Chi già gode di buona salute e felicità trova in questo mondo molte idee per migliorare ulteriormente il proprio benessere. Tutto questo non riguarda solo l’ecologismo: la mancanza di prospettive sociali e politiche invita ciascuno a investire di più nelle strategie individuali. Lo vediamo nel tema della salute, ma può essere lo stesso per l’educazione, il lavoro e la sua retribuzione, e così via.
Lo sviluppo personale, come si vive nelle cerchie ecologiste, è al cuore della mia riflessione in Egologia. Questo tema, insieme a quello di come si vivono le ineguaglianze sociali ed economiche all’interno di questa cerchia, sono due tematiche strettamente correlate.
Lo sviluppo personale si può considerare come un insieme di idee banali e di buon senso. Tuttavia, è anche un’ideologia radicata nel liberalismo economico statunitense, influenzata dalla New Age e da altre correnti. Lo sviluppo personale non è particolarmente legato all’ecologismo, ma piuttosto al liberalismo. Nonostante queste radici diverse, c’è una convergenza tra l’ecologia alternativa e il movimento dello sviluppo personale, specialmente riguardo alla salute. Questo fenomeno è stato studiato dal sociologo Nicolas Marquis, che ha esplorato la relazione tra i lettori di libri sullo sviluppo personale e il pubblico dei negozi bio e delle cerchie ecologiste.
Al cuore di questa ideologia, secondo Nicolas Marquis, c’è l’idea che ognuno ha dentro di sé le capacità per essere felice e in buona salute. Questa idea, che sembra molto democratica (siamo tutti uguali!), in realtà rivela una visione aristocratica, poiché mette in risalto le disuguaglianze. Come vengono spiegate?
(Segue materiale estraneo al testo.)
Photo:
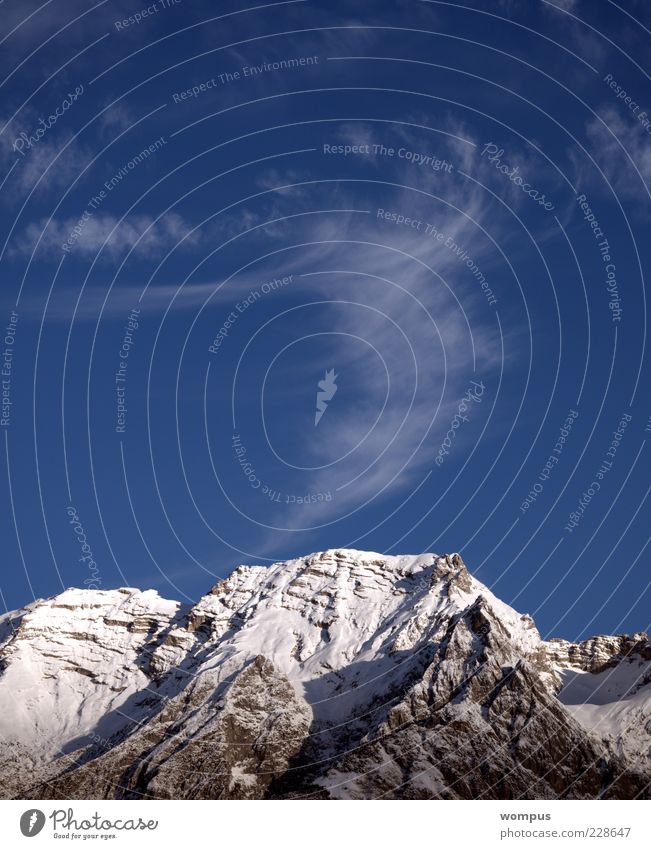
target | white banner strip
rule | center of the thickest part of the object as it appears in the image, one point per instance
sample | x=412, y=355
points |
x=301, y=824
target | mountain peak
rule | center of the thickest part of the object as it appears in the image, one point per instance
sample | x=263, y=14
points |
x=281, y=680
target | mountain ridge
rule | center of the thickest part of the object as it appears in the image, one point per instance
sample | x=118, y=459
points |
x=342, y=674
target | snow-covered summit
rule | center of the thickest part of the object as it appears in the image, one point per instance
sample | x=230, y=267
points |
x=294, y=664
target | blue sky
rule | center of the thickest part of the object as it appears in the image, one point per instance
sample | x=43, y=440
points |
x=207, y=208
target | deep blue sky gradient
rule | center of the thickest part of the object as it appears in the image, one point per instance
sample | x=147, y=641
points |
x=240, y=191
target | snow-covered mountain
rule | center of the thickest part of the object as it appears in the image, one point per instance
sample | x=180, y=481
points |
x=344, y=674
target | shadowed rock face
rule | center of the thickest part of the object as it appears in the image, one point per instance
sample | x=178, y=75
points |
x=343, y=674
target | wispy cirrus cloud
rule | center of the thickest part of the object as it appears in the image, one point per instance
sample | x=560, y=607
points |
x=103, y=232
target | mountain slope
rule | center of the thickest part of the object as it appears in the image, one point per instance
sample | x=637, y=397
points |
x=343, y=674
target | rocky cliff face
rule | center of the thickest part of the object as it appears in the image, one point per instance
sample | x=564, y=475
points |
x=344, y=674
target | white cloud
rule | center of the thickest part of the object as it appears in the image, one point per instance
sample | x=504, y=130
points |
x=613, y=160
x=102, y=232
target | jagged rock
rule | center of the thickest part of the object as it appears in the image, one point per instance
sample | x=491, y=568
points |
x=343, y=674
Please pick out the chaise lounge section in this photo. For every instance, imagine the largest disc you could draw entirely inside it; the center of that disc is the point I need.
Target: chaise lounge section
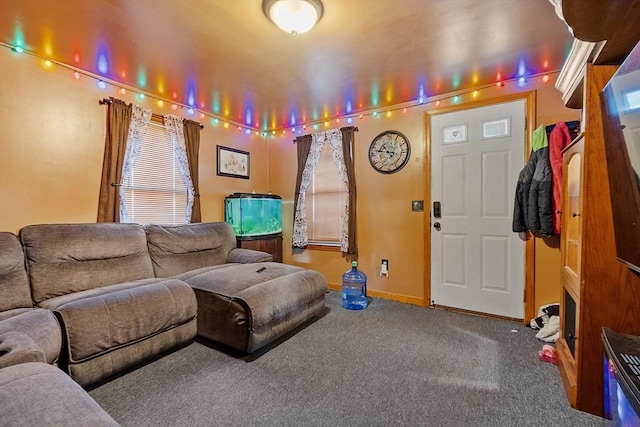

Si afferma che alcune persone, pur avendo tutte le opportunità per avere successo, hanno fallito e quindi non possono incolpare la società, le condizioni materiali o gli altri, ma solo se stesse. In questo modo, lo sviluppo personale diventa un’arma politica liberale che ci fa dimenticare che dobbiamo socializzare le condizioni materiali del benessere invece di lasciare ciascuno solo, lasciando ciascuno libero come una gallina e una volpe (una libertà che avvantaggia i potenti e abbandona i deboli). Perciò, dobbiamo vigilare affinché le alternative ecologiste non creino un mondo altrettanto liberale di quello che critichiamo.